A memorial participant, from the event in 2009, adds to a prayer tree, festooned with gifts of remembrance made by Shoshone children. Mourners have decorated the tree for more than 20 years. (Photos courtesy Patty Timbimboo-Madsen)

Ramson Lomatewama

My name is Ramson Lomatewama and I’m a member of the Hopi tribe. I’m also a glass artist and writer, although I started my career as a middle-school teacher. But that’s only one half of my life. The other half is immersed in my culture. And I consider myself very fortunate to be able to live in two worlds.

I'd been on the road for the past two weeks, keeping watch on the passing moon phase as it began to embrace the winter solstice, the sign of a new beginning. We call this moon “Kyaamuya.” It is a sacred time, full of mystery and power that is not to be reckoned with. Our cultural belief tells us not to cut our hair during this time; nor are we to dig holes, be loud and raucous, or go out after dark. It is also a quiet time; the time for telling stories… and learning from them.

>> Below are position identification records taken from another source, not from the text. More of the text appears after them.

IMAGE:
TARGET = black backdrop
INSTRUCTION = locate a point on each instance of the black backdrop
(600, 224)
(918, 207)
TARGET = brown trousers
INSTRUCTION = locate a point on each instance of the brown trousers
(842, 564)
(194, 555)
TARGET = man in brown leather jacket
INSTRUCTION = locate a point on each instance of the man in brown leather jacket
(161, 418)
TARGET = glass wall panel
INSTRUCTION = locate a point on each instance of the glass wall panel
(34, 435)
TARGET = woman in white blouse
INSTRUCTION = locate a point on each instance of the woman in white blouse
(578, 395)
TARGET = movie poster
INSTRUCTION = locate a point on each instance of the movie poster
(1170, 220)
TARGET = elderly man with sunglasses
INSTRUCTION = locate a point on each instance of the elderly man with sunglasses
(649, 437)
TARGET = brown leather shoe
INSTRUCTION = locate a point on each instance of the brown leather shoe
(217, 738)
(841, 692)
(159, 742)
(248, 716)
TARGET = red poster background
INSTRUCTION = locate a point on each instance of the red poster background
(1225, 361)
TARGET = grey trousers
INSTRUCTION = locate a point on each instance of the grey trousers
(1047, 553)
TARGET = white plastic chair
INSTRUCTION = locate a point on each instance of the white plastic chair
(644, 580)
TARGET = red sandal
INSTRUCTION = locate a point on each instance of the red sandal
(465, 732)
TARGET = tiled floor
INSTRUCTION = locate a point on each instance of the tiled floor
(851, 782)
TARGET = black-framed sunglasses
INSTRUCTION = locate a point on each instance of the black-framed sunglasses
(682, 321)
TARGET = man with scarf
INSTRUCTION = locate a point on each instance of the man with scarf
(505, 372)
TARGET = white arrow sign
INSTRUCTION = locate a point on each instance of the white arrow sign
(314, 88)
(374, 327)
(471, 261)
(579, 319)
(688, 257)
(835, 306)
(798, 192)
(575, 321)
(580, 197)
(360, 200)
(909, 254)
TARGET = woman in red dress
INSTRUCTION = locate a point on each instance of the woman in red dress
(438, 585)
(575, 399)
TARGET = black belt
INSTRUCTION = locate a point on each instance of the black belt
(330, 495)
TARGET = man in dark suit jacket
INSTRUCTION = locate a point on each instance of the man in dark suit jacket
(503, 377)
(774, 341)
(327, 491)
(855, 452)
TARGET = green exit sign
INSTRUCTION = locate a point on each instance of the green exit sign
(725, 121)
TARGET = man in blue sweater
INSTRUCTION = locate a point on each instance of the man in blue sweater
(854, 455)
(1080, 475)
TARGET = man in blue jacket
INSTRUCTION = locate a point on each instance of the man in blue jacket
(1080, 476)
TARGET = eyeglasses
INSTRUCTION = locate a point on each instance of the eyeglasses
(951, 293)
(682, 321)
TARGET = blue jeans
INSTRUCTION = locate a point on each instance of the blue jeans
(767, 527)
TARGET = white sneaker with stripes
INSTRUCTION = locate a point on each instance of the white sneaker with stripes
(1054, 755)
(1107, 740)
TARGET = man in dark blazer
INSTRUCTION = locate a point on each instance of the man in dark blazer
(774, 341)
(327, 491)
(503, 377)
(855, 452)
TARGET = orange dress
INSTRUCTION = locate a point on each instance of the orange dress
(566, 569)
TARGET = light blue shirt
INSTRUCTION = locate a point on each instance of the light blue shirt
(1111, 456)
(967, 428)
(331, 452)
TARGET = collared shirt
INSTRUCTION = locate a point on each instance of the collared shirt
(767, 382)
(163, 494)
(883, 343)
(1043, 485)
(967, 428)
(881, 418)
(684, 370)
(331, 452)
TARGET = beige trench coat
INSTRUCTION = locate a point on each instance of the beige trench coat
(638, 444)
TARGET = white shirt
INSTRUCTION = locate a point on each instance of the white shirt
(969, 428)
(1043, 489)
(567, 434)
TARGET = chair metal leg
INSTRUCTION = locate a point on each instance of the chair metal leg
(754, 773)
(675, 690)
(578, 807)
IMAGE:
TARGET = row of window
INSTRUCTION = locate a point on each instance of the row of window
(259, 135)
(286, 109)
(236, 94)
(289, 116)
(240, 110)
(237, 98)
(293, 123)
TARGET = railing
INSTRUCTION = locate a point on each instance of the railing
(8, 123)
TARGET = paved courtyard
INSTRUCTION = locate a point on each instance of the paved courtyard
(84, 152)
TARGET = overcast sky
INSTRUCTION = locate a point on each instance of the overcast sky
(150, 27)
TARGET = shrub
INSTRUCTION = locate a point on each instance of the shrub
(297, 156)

My latest adventure is a story of sorts. I should preface this by telling you that I’ve been blowing glass for over sixteen years. I built my own glassblowing venture from the ground up, and in the summer of 2008, my apprentice and I built a portable glass blowing studio on an old boat trailer. It wasn’t very pretty, but that didn’t matter—it worked. Since then, Jessica (my wife and partner) and I have traveled throughout the southwest and beyond, demonstrating glass art while building the awareness that Native American art isn’t limited to just “traditional art forms.”

The weekend before Christmas took me to the Amerind Museum, nestled in the rocky alcoves of the Texas Canyon, midway between Benson and Wilcox in extreme southeastern Arizona. I had gone there to demonstrate glassblowing and teach a couple of short-term classes. The hour was late when I pulled the trailer into the parking area and unhooked it from the truck. The moon hadn’t come out yet, but I knew that it would appear after I had gone to bed. I got up about 4 o’clock on Saturday morning, craving a cup of coffee as I fired up the furnace to melt the glass. The clouds were thin, the air swirling and whipping about. Things didn’t look good. Demos were cancelled because of the wind. Sunday gave us rain. No demos.

Disheartened, I began packing up on Monday morning. The plan was to get to Phoenix for our younger grandson’s eighth birthday party. Although the weekend didn’t turn out as I had planned, I knew there would be other opportunities. That’s what is so great about the winter solstice! It gives me renewed faith that there is a new cycle forthcoming. There would be other opportunities.

So there I was, rolling down I-10 toward Benson with Leonard Cohen’s raspy voice reminding that “…there is a crack in everything, that’s how the light gets in…,” when I heard the sound of my worst nightmare. I looked in the rearview mirror just in time to see the trailer break free of the truck and go rolling down the freeway like a runaway horse. And as you know, it always happens in slow-motion. After it was all said and done, a good part of my life was a tangled rubble of angle iron and plywood. The trailer was a total loss.

Adversity is a big player in the cycle. It comes unannounced, without warning, and at any time. Like I said, I consider myself very fortunate. My culture, in its unique way, constantly reminds me that misfortune happens, and how I act upon it is a measure of my faith and belief in the cycle. Life goes on; it’s as simple as that. If we can remind ourselves that cycles exist in all things and occur in all places, and that there WILL be cracks along the way, we can learn. After all, that’s how the light gets in.